Now suppose I have an instance of IloCplex named cplex, and that I need a variable for each arc representing the flow on the arc. The conventional (?) approach would be to create a one dimensional array of IloNumVar instances, one per arc, and park the variables there. In fact, CPLEX has convenience methods for creating vectors of variables. The catch is that it may be hard to remember which index corresponds to which arc. One partial answer is to attach a label to each variable. The various methods in the CPLEX API for creating variables (and constraints) all have versions with a final string argument assigning a name to that variable or constraint. This works fine when you print out the model, but it's not terribly helpful while you're doing the coding.

I pretty much always use that feature to assign labels to variables and constraints, but I also employ collections in various ways. In my hypothetical network flow example, I would do something like the following.

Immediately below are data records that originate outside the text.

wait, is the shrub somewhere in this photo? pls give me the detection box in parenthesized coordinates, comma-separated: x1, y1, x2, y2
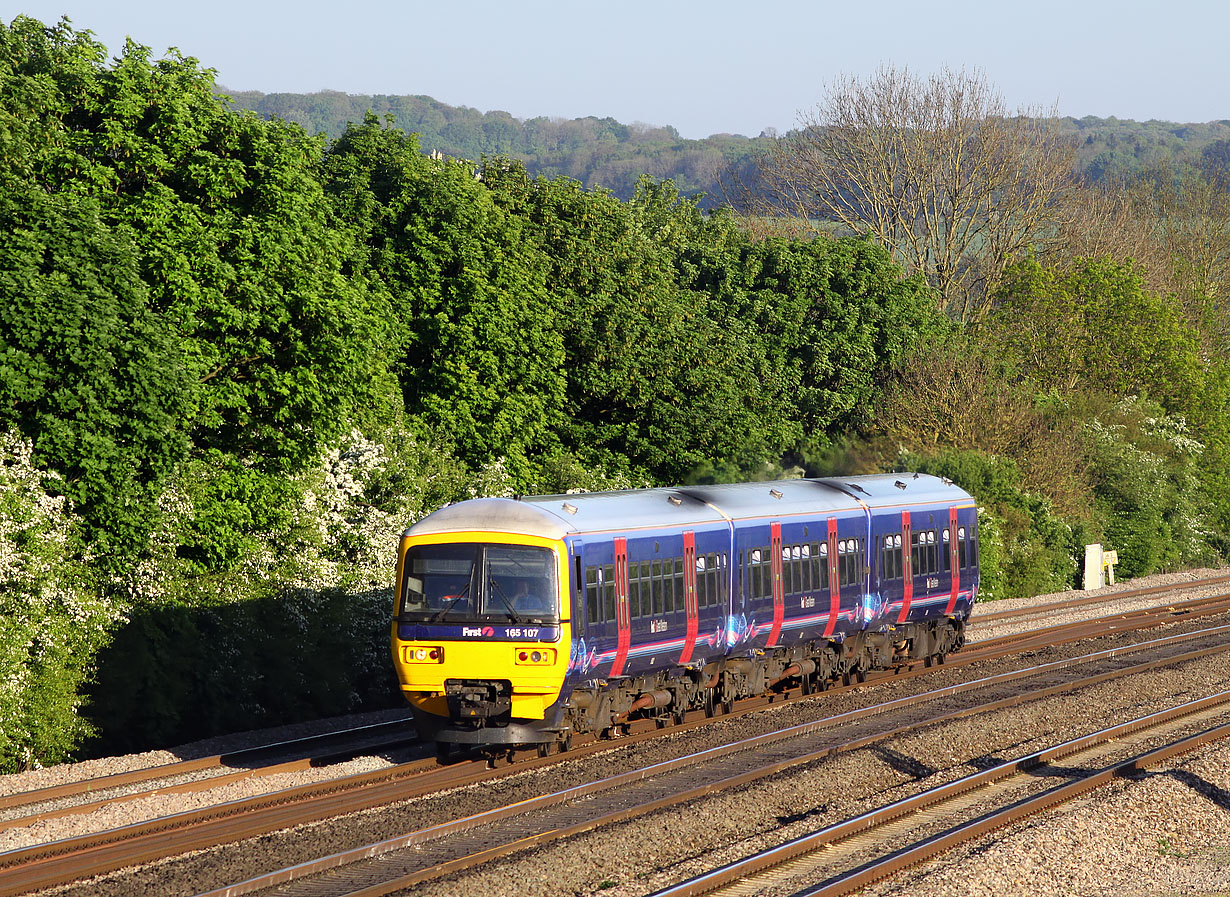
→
(1082, 397, 1219, 577)
(0, 431, 120, 771)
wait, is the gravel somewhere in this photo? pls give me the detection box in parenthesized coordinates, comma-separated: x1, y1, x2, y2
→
(7, 568, 1230, 897)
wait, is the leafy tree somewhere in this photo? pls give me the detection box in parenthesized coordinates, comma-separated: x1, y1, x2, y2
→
(482, 165, 797, 480)
(988, 257, 1204, 408)
(2, 17, 401, 568)
(322, 117, 567, 481)
(728, 235, 945, 435)
(0, 19, 190, 556)
(0, 186, 188, 559)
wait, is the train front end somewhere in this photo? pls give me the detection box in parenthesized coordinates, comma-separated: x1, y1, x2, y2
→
(391, 500, 574, 760)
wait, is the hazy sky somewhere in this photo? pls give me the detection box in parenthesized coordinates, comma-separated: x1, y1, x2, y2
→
(10, 1, 1229, 138)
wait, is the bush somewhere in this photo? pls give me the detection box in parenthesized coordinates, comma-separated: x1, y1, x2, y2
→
(0, 431, 120, 771)
(83, 424, 528, 753)
(1082, 397, 1219, 577)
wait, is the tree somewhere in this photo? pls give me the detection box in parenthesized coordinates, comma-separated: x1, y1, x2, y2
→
(1126, 163, 1230, 350)
(482, 166, 799, 480)
(323, 119, 568, 481)
(0, 18, 189, 559)
(1, 17, 401, 569)
(750, 66, 1076, 321)
(988, 257, 1204, 408)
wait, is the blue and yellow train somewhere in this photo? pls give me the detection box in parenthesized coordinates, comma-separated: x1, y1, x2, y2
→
(391, 474, 979, 760)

HashSet<Node> nodes = new HashSet<>();
// Fill nodes with all node instances.
HashSet<Arc> arcs = new HashSet<>();
// Fill arcs with all arc instances.
HashMap<Arc, IloNumVar> flowVars = new HashMap<>();
HashMap<IloNumVar, Arc> flowArcs = new HashMap<>();
for (Arc a : arcs) {
  IloNumVar x = cplex.numVar(0, Double.MAX_VALUE, "Flow_" + a.getID());
  flowVars.put(a, x);
  flowArcs.put(x, a);

I put the nodes and arcs in separate collections (I used sets here, but you could equally well use lists), and then I create mappings between model constructs (in this case, arcs) and CPLEX constructs (in this case, variables). Collections can be iterated over, so there is no need to mess around with going back and forth between model constructs and integer indices. For each arc, I create a variable (and give it a name that includes the string identifier of the arc -- I'm assuming here that I gave the Arc class a getID method). I then map the arc to the variable and the variable to the arc. Why two maps? The arc to variable map lets me grab the correct variable while I'm building the model. For instance, a flow balance constraint would involve the flow variables for all arcs leading into and out of a node. I would identify all those arcs, park them in a collection (list or set), iterate over that collection of arcs, and for use the flowVars map to get the correct variables.

The reverse mapping I set up comes into play when the solver has a solution I want to inspect. I can fetch the value of each variable and map it to the corresponding variable, along the following lines.

HashMap<IloNumVar, Double> solution = new HashMap<>();
for (IloNumVar x : flowArcs.keySet()) {
  solution.put(x, cplex.getValue(x));

When I need to associate variable values with arcs, I can iterate over solution.entrySet(). For each entry e, flowArcs.get(e.getKey()) gives me the arc and e.getValue() gives me the flow on the arc.

Similar things can be done with constraints (IloRange instances).